If you don’t have work experience, but you are heavily involved in a number of organizations, say how your membership has been beneficial. Talk about any skills you have learned through that organization that could be beneficial to the place you are applying. One of the benefits of me being in a campus conservative group highly involved in activism was that I had a lot of event planning and recruiting experience. Even though I never received paid experience in the field I am working in, my campus activism made me more qualified for my position.
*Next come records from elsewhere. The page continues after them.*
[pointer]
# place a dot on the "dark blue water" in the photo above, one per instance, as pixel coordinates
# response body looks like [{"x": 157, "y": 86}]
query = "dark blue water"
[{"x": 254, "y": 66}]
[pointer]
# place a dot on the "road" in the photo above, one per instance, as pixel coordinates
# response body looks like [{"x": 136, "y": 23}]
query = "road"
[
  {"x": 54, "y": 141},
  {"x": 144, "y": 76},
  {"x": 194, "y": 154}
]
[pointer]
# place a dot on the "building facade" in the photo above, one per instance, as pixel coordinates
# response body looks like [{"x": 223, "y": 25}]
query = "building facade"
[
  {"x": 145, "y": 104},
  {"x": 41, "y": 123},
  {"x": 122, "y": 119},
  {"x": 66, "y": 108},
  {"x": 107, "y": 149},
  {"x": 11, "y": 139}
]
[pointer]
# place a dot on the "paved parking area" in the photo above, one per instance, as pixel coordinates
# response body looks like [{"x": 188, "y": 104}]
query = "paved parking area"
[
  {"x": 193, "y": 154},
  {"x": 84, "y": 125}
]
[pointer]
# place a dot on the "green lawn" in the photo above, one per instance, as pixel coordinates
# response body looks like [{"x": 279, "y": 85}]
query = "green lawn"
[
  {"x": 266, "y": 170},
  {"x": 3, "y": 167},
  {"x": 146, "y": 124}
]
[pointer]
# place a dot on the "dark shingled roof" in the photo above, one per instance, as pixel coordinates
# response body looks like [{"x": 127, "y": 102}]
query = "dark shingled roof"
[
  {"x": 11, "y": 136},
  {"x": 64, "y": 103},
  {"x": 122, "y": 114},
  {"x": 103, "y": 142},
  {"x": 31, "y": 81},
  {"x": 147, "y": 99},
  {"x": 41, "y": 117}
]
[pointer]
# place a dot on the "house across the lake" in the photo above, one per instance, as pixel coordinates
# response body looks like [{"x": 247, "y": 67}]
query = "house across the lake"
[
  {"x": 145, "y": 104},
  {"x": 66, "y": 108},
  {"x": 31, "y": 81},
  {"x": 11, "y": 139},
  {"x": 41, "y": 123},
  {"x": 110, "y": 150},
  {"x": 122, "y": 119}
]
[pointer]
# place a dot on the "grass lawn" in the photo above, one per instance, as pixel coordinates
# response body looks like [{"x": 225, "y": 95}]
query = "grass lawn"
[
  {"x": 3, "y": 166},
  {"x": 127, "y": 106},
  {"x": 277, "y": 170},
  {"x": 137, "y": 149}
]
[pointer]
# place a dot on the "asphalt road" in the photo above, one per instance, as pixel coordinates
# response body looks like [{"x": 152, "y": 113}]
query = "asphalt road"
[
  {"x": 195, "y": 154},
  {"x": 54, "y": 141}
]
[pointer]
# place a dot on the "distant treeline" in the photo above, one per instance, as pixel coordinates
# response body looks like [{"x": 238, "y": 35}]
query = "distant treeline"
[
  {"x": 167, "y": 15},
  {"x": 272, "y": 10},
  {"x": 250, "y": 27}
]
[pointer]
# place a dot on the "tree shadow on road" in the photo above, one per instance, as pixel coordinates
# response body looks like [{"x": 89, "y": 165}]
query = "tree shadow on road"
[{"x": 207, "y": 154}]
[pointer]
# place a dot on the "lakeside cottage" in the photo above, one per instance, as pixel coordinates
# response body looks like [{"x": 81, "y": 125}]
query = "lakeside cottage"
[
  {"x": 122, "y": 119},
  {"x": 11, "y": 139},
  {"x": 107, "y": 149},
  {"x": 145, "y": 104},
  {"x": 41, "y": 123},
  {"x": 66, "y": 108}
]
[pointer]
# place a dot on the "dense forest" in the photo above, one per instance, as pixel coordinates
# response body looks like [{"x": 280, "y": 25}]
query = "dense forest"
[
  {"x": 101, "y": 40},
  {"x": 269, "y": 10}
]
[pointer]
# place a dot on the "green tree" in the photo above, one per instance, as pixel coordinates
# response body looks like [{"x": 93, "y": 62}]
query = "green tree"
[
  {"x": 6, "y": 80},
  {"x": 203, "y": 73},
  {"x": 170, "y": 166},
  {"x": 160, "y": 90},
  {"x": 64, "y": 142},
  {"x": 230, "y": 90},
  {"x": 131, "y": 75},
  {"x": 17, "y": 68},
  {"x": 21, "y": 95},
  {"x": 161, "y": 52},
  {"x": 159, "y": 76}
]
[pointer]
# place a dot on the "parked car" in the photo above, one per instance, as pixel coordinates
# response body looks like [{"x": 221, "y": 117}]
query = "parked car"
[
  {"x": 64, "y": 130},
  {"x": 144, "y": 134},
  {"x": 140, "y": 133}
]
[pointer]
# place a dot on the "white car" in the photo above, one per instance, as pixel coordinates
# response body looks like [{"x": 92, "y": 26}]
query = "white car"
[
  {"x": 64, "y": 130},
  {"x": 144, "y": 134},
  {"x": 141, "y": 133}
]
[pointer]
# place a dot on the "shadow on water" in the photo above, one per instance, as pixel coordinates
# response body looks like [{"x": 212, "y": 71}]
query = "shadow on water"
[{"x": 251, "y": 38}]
Not checking for mistakes.

It is so easy to type the wrong date, let spellcheck change a word that doesn’t need to be changed, or have a badly formatted resume. Don’t rely on spellcheck or any similar program to guarantee your resume is free of errors. Print it out and read it over yourself. Mark it up in red pen. Read it out loud. It never hurts to be extra cautious.

Not being yourself.

There are so many times that I have reviewed resumes from my friends and wondered what character they were trying to be that day. Just be yourself. If you have a more outgoing personality, sell that on your resume. Are you more analytical and work better on projects that require analysis and particular attention to detail? Sell that. If you don’t portray yourself on your resume accurately, it will come out in your interview. You want to try and paint a picture for the person hiring you on who you are and what kind of asset you can be to the organization.

While this isn’t an indefinite list, these are definitely the most common mistakes I see from people. Take some time and look over your resume. It will pay off major in the end.